Alloggi popolari a Palermo: controlli rafforzati su assegnazioni e requisiti
Nel corso delle verifiche, l’assessore ha inoltre richiamato un caso emblematico relativo a un immobile di proprietà comunale assegnato in sanatoria negli anni ’90. Dagli accertamenti sarebbe emerso che l’assegnatario non avrebbe versato le indennità di occupazione dal 2021 a oggi, per un importo superiore ai 12 mila euro, e risulterebbe inoltre proprietario di un altro immobile abitativo.
Una situazione che, secondo l’amministrazione, risulterebbe incompatibile con la permanenza nell’alloggio popolare e che ha portato all’avvio di un procedimento amministrativo per il rilascio dell’immobile e il recupero delle somme dovute, comprensive di interessi. In caso di mancata collaborazione, il Comune procederà con il rilascio coattivo, anche attraverso l’intervento delle autorità competenti e le procedure di recupero forzoso del credito.
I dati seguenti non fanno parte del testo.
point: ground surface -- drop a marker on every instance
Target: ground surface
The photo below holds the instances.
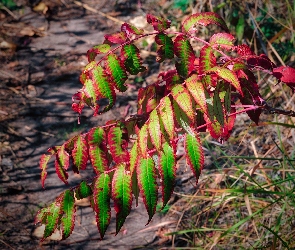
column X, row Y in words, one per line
column 42, row 54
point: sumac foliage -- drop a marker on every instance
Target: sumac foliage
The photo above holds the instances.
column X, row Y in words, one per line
column 204, row 91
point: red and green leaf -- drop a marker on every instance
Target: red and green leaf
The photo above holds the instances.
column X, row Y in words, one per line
column 132, row 60
column 116, row 72
column 197, row 90
column 160, row 24
column 68, row 210
column 166, row 116
column 222, row 40
column 98, row 49
column 194, row 153
column 80, row 153
column 118, row 144
column 101, row 200
column 121, row 195
column 204, row 19
column 184, row 51
column 154, row 129
column 166, row 50
column 167, row 170
column 43, row 165
column 148, row 186
column 62, row 162
column 97, row 149
column 182, row 97
column 119, row 37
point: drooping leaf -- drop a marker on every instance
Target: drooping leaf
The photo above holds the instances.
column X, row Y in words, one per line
column 196, row 89
column 148, row 186
column 116, row 72
column 154, row 129
column 121, row 195
column 97, row 149
column 119, row 37
column 184, row 51
column 83, row 190
column 158, row 23
column 182, row 97
column 62, row 162
column 101, row 199
column 142, row 140
column 167, row 170
column 80, row 153
column 98, row 49
column 228, row 76
column 130, row 29
column 222, row 40
column 194, row 153
column 132, row 60
column 43, row 165
column 68, row 213
column 166, row 116
column 118, row 144
column 204, row 19
column 166, row 50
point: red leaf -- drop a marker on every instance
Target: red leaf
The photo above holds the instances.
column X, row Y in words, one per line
column 158, row 23
column 285, row 74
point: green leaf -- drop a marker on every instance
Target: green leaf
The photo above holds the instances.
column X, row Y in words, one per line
column 97, row 149
column 101, row 199
column 166, row 116
column 166, row 50
column 182, row 97
column 148, row 186
column 43, row 165
column 68, row 210
column 80, row 153
column 83, row 190
column 228, row 76
column 204, row 19
column 194, row 153
column 116, row 71
column 184, row 51
column 122, row 195
column 154, row 129
column 118, row 144
column 132, row 60
column 167, row 170
column 196, row 89
column 52, row 217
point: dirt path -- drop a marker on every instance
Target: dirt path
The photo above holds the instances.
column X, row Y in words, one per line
column 38, row 80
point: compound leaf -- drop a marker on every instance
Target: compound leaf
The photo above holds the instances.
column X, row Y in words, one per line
column 68, row 210
column 116, row 72
column 101, row 200
column 194, row 153
column 122, row 195
column 184, row 51
column 167, row 170
column 148, row 186
column 80, row 153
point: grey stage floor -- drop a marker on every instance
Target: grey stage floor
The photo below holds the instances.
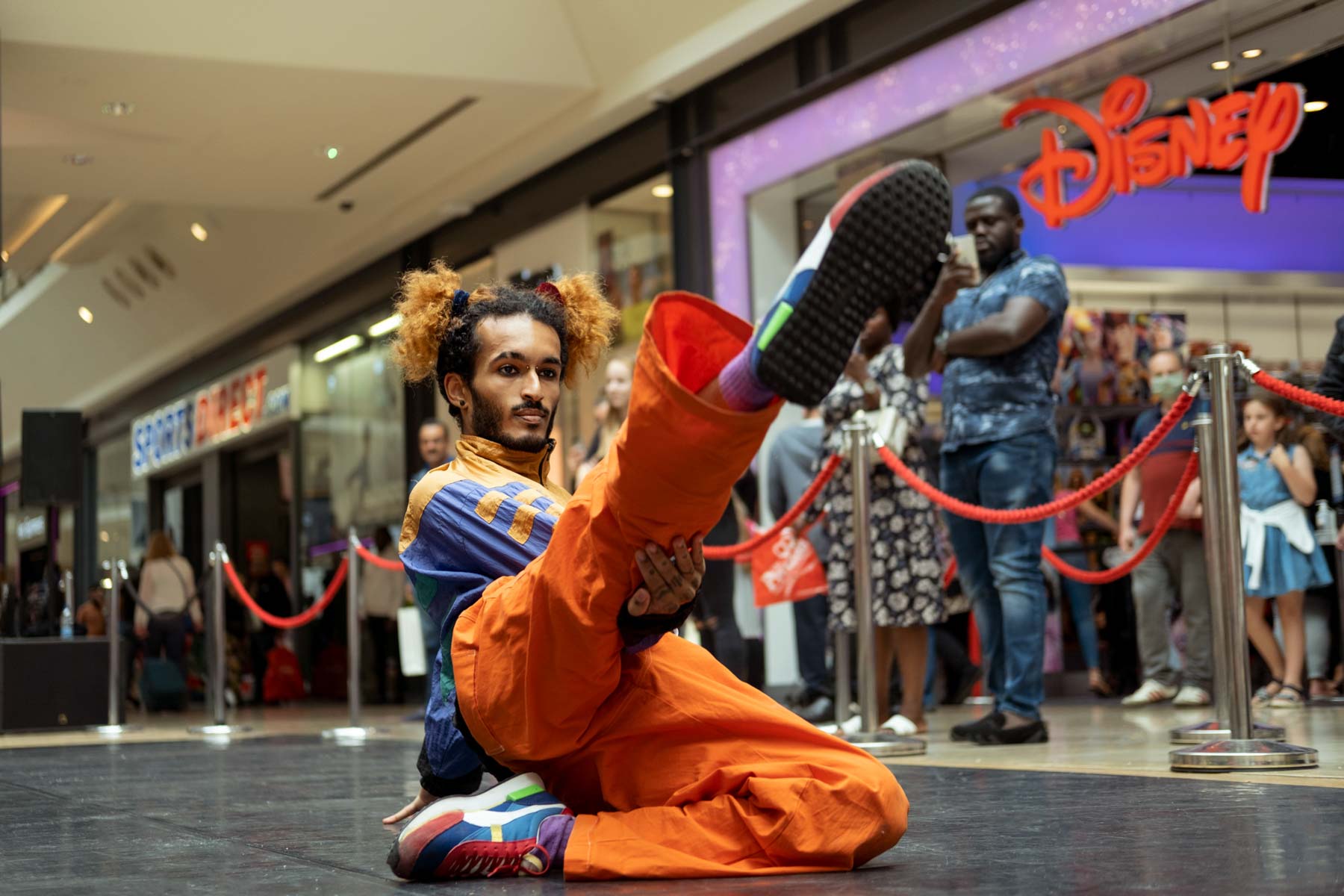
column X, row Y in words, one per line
column 300, row 815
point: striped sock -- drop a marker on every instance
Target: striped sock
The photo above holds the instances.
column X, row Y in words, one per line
column 739, row 385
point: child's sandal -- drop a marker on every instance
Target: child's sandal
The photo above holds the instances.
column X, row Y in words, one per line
column 1290, row 697
column 1263, row 696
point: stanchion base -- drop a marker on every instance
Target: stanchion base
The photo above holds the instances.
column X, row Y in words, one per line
column 1243, row 755
column 882, row 744
column 349, row 734
column 218, row 731
column 112, row 731
column 1214, row 729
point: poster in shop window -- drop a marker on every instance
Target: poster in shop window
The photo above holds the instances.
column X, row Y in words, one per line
column 1104, row 355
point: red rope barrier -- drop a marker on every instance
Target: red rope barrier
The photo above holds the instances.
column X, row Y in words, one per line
column 1296, row 394
column 383, row 563
column 730, row 551
column 1164, row 523
column 287, row 622
column 1042, row 511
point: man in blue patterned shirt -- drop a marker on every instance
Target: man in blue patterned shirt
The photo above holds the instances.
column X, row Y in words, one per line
column 998, row 343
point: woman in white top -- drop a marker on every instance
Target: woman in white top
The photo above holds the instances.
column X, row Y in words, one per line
column 167, row 591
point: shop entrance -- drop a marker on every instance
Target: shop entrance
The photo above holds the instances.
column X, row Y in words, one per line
column 175, row 507
column 261, row 492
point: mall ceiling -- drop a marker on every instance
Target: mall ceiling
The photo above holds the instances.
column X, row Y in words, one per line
column 300, row 139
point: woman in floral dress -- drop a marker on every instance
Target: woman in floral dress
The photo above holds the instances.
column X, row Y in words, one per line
column 905, row 566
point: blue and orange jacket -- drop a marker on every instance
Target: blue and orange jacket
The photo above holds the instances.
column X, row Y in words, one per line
column 483, row 516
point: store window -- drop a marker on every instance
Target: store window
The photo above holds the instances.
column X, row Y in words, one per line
column 632, row 249
column 352, row 440
column 122, row 512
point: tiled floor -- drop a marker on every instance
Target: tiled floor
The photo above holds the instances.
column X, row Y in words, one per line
column 281, row 812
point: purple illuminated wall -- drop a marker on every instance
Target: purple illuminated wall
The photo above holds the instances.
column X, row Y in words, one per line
column 1001, row 52
column 1196, row 222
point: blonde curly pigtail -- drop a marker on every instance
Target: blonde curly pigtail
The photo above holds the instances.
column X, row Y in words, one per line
column 589, row 321
column 425, row 301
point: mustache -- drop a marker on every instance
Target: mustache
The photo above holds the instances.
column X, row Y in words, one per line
column 531, row 406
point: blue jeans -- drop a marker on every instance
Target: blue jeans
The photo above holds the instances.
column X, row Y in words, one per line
column 1001, row 564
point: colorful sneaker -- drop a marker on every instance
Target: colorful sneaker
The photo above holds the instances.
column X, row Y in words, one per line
column 483, row 836
column 878, row 246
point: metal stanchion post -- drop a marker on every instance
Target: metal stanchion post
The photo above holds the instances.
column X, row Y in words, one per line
column 217, row 647
column 844, row 696
column 116, row 700
column 1218, row 727
column 1239, row 751
column 352, row 732
column 67, row 582
column 870, row 738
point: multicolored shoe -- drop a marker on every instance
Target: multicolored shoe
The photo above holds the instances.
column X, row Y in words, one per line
column 483, row 836
column 878, row 246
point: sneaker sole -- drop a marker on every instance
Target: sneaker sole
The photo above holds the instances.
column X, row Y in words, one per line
column 885, row 252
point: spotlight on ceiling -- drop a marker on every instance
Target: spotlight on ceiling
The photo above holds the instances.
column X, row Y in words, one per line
column 337, row 348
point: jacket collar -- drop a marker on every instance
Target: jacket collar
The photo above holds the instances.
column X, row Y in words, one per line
column 531, row 465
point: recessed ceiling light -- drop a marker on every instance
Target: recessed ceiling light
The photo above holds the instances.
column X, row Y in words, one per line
column 336, row 348
column 385, row 326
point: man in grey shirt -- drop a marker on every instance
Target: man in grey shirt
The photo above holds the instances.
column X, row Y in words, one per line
column 794, row 458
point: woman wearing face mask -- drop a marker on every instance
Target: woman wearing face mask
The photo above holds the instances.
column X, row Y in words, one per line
column 1176, row 566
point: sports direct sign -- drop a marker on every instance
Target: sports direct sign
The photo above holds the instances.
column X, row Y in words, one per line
column 249, row 399
column 1236, row 131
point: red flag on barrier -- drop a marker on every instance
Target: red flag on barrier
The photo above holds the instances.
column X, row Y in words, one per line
column 786, row 568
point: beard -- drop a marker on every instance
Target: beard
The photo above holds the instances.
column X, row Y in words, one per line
column 488, row 423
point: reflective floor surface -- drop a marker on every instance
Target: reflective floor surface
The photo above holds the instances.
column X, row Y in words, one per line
column 297, row 815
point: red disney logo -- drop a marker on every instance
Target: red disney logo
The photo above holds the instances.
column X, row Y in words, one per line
column 1239, row 129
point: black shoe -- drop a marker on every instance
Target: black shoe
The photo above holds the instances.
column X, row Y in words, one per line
column 968, row 729
column 965, row 684
column 1034, row 732
column 820, row 709
column 878, row 247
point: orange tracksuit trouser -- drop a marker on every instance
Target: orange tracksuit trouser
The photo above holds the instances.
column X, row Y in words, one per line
column 673, row 768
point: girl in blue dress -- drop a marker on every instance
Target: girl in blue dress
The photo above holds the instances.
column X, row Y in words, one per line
column 1280, row 551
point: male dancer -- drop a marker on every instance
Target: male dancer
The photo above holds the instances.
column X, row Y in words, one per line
column 662, row 763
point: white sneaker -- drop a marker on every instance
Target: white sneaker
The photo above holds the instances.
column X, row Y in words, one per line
column 1149, row 692
column 900, row 726
column 1192, row 696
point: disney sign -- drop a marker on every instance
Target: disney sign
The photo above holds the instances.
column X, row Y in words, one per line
column 1239, row 129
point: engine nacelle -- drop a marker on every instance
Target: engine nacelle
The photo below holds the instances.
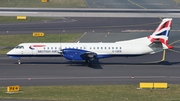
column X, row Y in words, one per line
column 74, row 54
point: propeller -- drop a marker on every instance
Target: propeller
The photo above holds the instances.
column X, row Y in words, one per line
column 60, row 50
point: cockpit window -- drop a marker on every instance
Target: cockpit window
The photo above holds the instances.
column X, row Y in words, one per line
column 19, row 47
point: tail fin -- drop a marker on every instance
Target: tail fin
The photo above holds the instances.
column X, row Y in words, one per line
column 161, row 33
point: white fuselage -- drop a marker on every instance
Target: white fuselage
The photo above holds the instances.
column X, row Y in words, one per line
column 123, row 48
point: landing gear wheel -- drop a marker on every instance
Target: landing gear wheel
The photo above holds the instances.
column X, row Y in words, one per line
column 19, row 61
column 88, row 63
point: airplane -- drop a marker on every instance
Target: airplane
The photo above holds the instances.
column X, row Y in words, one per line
column 151, row 44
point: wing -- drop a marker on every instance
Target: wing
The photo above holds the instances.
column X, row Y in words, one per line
column 88, row 55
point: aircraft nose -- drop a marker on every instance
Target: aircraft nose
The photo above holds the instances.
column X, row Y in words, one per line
column 8, row 53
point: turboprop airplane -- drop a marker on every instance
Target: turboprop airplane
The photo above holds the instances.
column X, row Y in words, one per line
column 154, row 43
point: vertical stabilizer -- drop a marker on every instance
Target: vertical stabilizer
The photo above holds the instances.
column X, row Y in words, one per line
column 161, row 33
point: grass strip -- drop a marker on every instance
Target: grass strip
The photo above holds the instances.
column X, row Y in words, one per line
column 7, row 41
column 39, row 4
column 93, row 93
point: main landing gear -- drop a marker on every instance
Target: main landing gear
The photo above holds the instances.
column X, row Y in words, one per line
column 88, row 63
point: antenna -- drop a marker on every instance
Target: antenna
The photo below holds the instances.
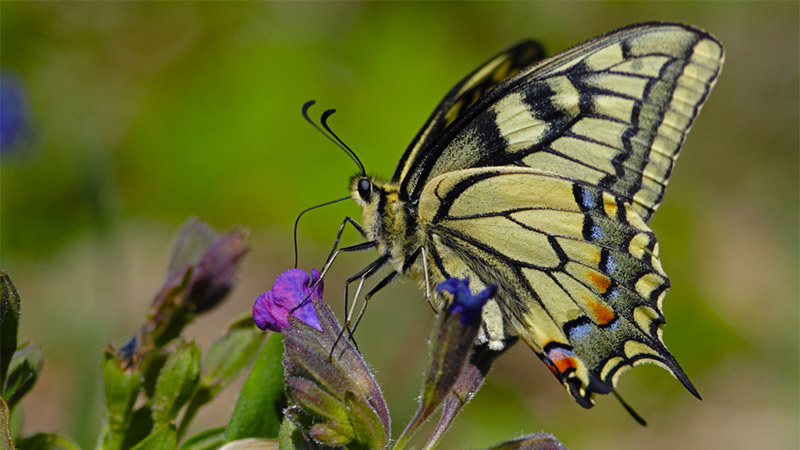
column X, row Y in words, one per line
column 330, row 134
column 297, row 221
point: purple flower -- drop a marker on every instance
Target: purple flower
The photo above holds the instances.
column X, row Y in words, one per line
column 272, row 308
column 463, row 300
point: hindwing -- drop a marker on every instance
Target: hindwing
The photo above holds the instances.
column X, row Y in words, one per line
column 577, row 269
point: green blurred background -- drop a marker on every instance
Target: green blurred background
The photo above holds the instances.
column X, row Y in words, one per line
column 143, row 114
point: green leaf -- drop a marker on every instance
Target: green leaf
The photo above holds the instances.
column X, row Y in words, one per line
column 26, row 365
column 537, row 441
column 223, row 363
column 191, row 241
column 6, row 440
column 252, row 444
column 121, row 387
column 258, row 409
column 140, row 425
column 290, row 437
column 9, row 324
column 164, row 437
column 366, row 423
column 206, row 440
column 231, row 353
column 176, row 383
column 47, row 441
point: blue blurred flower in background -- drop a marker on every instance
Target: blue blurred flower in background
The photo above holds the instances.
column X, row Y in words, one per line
column 13, row 112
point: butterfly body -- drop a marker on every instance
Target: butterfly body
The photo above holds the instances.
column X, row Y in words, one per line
column 539, row 176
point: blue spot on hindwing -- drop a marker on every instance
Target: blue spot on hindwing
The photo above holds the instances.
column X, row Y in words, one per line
column 611, row 263
column 595, row 232
column 579, row 332
column 588, row 200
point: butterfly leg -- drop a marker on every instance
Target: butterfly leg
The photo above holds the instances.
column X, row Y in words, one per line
column 335, row 250
column 381, row 284
column 362, row 276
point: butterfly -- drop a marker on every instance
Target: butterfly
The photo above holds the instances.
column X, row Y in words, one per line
column 539, row 176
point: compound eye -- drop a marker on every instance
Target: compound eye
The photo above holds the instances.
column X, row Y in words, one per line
column 364, row 189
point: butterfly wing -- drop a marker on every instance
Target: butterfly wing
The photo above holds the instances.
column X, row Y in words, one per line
column 612, row 112
column 576, row 266
column 465, row 93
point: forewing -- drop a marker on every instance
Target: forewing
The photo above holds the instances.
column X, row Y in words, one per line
column 612, row 112
column 577, row 268
column 464, row 94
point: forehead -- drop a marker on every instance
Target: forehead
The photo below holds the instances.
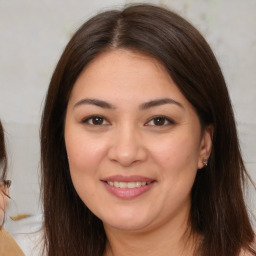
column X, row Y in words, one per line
column 124, row 72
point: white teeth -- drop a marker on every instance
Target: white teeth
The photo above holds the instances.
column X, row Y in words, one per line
column 136, row 184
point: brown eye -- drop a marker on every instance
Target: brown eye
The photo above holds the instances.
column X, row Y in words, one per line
column 96, row 120
column 160, row 121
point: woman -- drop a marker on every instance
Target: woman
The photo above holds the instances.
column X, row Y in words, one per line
column 8, row 247
column 140, row 154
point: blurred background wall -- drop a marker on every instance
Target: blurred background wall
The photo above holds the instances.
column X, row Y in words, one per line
column 33, row 34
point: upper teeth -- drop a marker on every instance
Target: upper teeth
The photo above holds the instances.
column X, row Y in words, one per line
column 136, row 184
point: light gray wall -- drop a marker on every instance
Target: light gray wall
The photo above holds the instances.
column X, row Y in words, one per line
column 33, row 34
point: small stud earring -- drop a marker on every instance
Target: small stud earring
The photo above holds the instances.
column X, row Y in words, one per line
column 205, row 162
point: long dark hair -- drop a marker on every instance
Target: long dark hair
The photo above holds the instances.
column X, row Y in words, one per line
column 3, row 157
column 218, row 211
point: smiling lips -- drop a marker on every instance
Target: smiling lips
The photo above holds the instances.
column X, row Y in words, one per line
column 127, row 187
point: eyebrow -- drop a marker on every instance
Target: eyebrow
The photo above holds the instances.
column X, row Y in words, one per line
column 99, row 103
column 144, row 106
column 158, row 102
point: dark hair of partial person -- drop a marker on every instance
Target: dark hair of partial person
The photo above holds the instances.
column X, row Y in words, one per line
column 218, row 211
column 3, row 157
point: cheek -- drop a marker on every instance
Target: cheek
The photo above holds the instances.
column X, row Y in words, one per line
column 84, row 153
column 177, row 151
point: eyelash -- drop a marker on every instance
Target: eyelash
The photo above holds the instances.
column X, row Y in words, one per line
column 93, row 118
column 167, row 121
column 102, row 121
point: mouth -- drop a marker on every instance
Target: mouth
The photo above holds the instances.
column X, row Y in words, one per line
column 136, row 184
column 128, row 187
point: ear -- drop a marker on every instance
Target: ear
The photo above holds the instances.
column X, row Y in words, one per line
column 205, row 145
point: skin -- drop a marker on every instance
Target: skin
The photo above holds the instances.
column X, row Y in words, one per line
column 3, row 201
column 128, row 139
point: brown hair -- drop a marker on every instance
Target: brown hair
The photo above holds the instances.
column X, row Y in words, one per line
column 218, row 210
column 3, row 158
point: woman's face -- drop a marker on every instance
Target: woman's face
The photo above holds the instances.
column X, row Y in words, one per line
column 133, row 141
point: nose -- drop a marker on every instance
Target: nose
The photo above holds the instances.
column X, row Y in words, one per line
column 127, row 147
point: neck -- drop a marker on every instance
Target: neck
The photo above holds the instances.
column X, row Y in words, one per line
column 170, row 240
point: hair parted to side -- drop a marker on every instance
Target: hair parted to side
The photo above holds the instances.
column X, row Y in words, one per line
column 3, row 156
column 218, row 210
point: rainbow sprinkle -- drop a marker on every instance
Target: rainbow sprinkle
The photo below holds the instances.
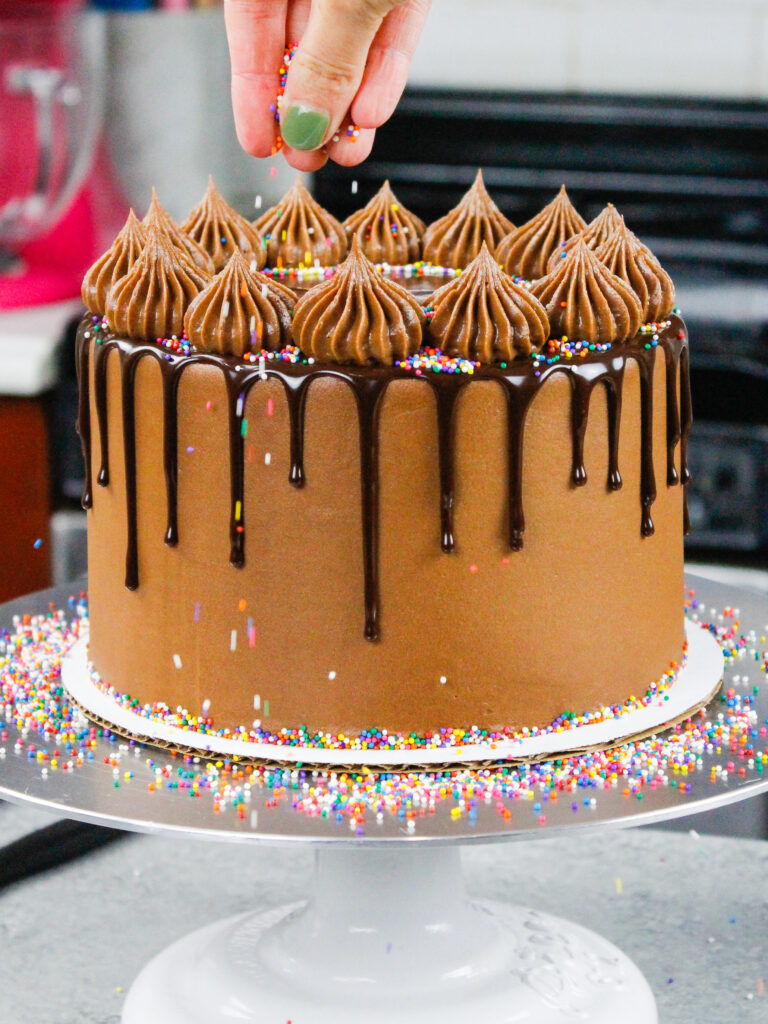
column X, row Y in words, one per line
column 50, row 731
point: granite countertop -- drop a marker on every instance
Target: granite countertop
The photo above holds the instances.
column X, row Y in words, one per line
column 690, row 910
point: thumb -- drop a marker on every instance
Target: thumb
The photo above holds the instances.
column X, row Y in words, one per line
column 327, row 69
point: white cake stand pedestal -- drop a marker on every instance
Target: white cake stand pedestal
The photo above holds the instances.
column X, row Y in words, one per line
column 390, row 935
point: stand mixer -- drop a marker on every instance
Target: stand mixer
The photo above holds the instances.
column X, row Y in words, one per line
column 51, row 66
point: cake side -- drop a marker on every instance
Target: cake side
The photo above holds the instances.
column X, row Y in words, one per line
column 585, row 614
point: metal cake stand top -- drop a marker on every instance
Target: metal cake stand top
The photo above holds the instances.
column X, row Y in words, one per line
column 142, row 788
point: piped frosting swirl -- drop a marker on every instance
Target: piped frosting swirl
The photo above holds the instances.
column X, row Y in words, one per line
column 239, row 311
column 484, row 315
column 220, row 229
column 298, row 230
column 524, row 252
column 157, row 214
column 607, row 221
column 387, row 232
column 625, row 255
column 113, row 264
column 151, row 300
column 358, row 316
column 587, row 302
column 456, row 239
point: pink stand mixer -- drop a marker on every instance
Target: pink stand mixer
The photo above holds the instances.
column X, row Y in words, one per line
column 51, row 66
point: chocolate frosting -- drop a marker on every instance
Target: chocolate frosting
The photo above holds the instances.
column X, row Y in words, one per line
column 594, row 233
column 484, row 315
column 239, row 311
column 525, row 251
column 151, row 300
column 625, row 255
column 220, row 229
column 587, row 302
column 456, row 239
column 157, row 214
column 115, row 263
column 298, row 230
column 358, row 316
column 387, row 231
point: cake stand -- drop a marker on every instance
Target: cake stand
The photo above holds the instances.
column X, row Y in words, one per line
column 389, row 934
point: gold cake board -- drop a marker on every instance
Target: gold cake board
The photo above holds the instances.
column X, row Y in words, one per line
column 696, row 683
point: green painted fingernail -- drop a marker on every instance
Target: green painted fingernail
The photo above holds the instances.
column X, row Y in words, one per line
column 303, row 127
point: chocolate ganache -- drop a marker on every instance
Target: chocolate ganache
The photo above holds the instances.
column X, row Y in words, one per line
column 298, row 231
column 484, row 315
column 325, row 515
column 520, row 380
column 240, row 311
column 525, row 251
column 387, row 232
column 113, row 265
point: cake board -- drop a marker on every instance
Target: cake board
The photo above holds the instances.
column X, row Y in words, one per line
column 389, row 934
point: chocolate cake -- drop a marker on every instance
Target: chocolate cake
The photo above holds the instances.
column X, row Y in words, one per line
column 350, row 515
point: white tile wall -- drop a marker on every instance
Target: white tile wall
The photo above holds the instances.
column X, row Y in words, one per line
column 694, row 47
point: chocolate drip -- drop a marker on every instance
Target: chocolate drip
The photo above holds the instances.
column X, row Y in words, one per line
column 581, row 392
column 99, row 394
column 686, row 413
column 686, row 416
column 518, row 380
column 647, row 475
column 369, row 393
column 84, row 421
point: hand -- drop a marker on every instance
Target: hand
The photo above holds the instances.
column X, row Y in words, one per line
column 350, row 68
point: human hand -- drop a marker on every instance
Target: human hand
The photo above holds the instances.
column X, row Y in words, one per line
column 350, row 68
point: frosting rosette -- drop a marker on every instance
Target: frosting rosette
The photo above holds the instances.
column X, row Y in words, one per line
column 607, row 221
column 387, row 232
column 113, row 264
column 298, row 230
column 157, row 214
column 239, row 311
column 524, row 252
column 625, row 255
column 152, row 299
column 456, row 239
column 220, row 229
column 586, row 302
column 483, row 315
column 358, row 316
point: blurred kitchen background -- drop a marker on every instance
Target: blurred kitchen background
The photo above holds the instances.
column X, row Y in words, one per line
column 657, row 105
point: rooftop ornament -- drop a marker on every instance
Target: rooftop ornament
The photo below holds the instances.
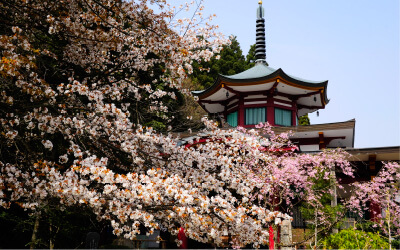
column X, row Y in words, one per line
column 260, row 35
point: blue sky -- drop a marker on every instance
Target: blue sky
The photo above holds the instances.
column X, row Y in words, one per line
column 352, row 43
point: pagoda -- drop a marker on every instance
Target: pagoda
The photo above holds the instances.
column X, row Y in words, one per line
column 266, row 94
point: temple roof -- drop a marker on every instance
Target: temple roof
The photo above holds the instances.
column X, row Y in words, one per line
column 261, row 80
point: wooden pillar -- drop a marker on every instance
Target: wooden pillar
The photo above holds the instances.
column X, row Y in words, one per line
column 294, row 113
column 322, row 143
column 374, row 208
column 372, row 160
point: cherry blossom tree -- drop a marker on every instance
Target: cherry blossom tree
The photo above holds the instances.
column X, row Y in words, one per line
column 382, row 191
column 80, row 78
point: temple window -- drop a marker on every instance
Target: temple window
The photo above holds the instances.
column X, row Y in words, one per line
column 255, row 116
column 283, row 117
column 232, row 119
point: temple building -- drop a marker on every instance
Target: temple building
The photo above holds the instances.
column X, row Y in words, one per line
column 265, row 94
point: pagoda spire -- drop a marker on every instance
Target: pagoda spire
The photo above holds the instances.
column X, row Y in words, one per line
column 260, row 35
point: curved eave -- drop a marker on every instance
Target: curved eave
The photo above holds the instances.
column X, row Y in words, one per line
column 274, row 76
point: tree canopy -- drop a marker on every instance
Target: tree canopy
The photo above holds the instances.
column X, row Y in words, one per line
column 229, row 61
column 81, row 82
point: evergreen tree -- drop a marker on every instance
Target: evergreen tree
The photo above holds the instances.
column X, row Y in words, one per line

Ferrandelli ha infine ribadito che i controlli proseguiranno con continuità: “La legalità e l’equità nell’accesso agli alloggi popolari sono fondamentali. Ogni abuso sottrae una casa a chi ne ha realmente bisogno. Invitiamo tutti gli assegnatari a verificare la propria posizione e a regolarizzare eventuali situazioni non conformi per evitare conseguenze amministrative e legali”.